Siècle païen que le nôtre !
Si l’on connaît un arbre par les fruits qu’il produit, il sera difficile de trouver un siècle plus gâté que le nôtre.
Les siècles païens n’ont rien fourni de plus sale en littérature que les romans de nos jours; on n’a plus l’ombre du respect pour les lecteurs; il semble qu’on veuille prendre la société pour un immense crachoir, où toutes les poitrines malades peuvent expectorer leurs purulentes matières. Sur cent romans publiés, c’est à peine si on en rencontre dix qui ne sentent pas les mauvais lieux. Presque tous sont des tableaux de scènes d’amours déshonnêtes et de crimes révoltants.
Quand ils ne sont pas tout à fait immoraux, ils sont la plupart du temps insignifiants et bêtes, revêtus d’une forme qui vaut le fond et c’est ce salmigondis insignifiant que notre jeunesse est exposée à se nourrir. Hélas ! saturées de ces aliments malsains, quelles forces peut-on espérer des intelligences ?
L’esprit se forme comme le corps avec un bon régime et une nourriture saine. Sans cela, les meilleures santés se débilitent. […]
Faudra-t-il s’étonner ensuite si les intelligences s’obscurcissent, et si l’idée du bien s’en va. Chose digne de remarque et qui nous prouve amplement que notre siècle ne vaut pas les siècles passés, quoiqu’on en dise, c’est que malgré la passion pour la lecture, très peu de personnes peuvent lire des choses sérieuses. Les ouvrages scientifiques, philosophiques et théologiques qui faisaient les délices des savants au moyen-âge dépassent tellement aujourd’hui la portée des intelligences qu’on peut à peine les comprendre, et pourtant ces savants autrefois écrivaient et parlaient pour leurs semblables, et ils étaient lus et compris.

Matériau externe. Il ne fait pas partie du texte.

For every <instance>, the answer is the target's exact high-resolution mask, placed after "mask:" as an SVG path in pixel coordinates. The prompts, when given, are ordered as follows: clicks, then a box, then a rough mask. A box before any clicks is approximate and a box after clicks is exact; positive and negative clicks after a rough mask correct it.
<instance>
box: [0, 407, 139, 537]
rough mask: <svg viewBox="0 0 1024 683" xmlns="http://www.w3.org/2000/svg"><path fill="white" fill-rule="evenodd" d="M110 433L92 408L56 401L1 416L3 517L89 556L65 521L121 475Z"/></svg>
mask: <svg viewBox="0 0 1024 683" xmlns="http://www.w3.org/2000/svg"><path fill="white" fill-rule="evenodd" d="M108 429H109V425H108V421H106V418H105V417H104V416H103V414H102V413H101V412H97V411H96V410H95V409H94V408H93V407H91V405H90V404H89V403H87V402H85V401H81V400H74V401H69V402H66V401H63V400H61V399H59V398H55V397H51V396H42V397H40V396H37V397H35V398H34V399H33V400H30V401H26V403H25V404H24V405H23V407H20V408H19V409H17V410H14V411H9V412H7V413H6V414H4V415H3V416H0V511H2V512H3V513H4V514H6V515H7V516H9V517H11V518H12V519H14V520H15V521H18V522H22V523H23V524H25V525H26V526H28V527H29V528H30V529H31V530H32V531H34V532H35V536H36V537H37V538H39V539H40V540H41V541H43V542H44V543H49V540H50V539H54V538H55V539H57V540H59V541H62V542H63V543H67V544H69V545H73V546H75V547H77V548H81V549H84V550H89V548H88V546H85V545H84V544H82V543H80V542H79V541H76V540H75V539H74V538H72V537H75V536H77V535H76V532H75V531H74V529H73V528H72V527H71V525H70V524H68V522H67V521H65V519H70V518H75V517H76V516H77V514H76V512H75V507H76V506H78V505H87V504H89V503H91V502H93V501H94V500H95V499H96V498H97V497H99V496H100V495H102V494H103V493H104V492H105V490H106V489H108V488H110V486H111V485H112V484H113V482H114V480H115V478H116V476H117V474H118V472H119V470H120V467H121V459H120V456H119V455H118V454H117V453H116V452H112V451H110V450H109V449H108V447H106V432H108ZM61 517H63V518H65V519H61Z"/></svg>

Dans notre siècle, on vit de bagatelles, et tout ce qui dépasse la bagatelle écrase l’esprit, parce qu’on le détériore dans des lectures frivoles et malsaines.
Un homme honnête et sérieux qui rencontre par hasard un mauvais roman ne peut pas comprendre qu’on s’habitue à respirer un tel atmosphère, car, au fond, c’est stupide, bête, et d’une bêtise uniforme, puisque c’est toujours la même passion qu’on flatte; en dix lignes, on peut résumer les mauvais romans : c’est l’histoire d’un sale personnage qu’on parfume et revêt de beaux habits.
Source : L’Étoile du Nord, 11 novembre 1886.
Nous sommes rendus bien bas depuis 1886 alors ! Tout s’écrit de nos jours, la censure n’existe plus. Plusieurs de nous en redemandent, les bassesses ont-elles touché le fin fond du dégoût ? Je me le demande ainsi qu’à vous Jean ? On dit autre temps autre mœurs… L’Homme s’enlise au lieu de s’élever, pourquoi ? Heureusement il existe des gens comme vous pour saisir la beauté du lieu, pour nous ouvrir les yeux sur l’essentiel.
Bonne fin d’automne à vous et à tous vos lecteurs et lectrices.
Merci, merci, chère Nicole. Moi, je demeure prudent, car je crois qu’à toutes les époques, on a cru qu’on s’en allait chez le diable.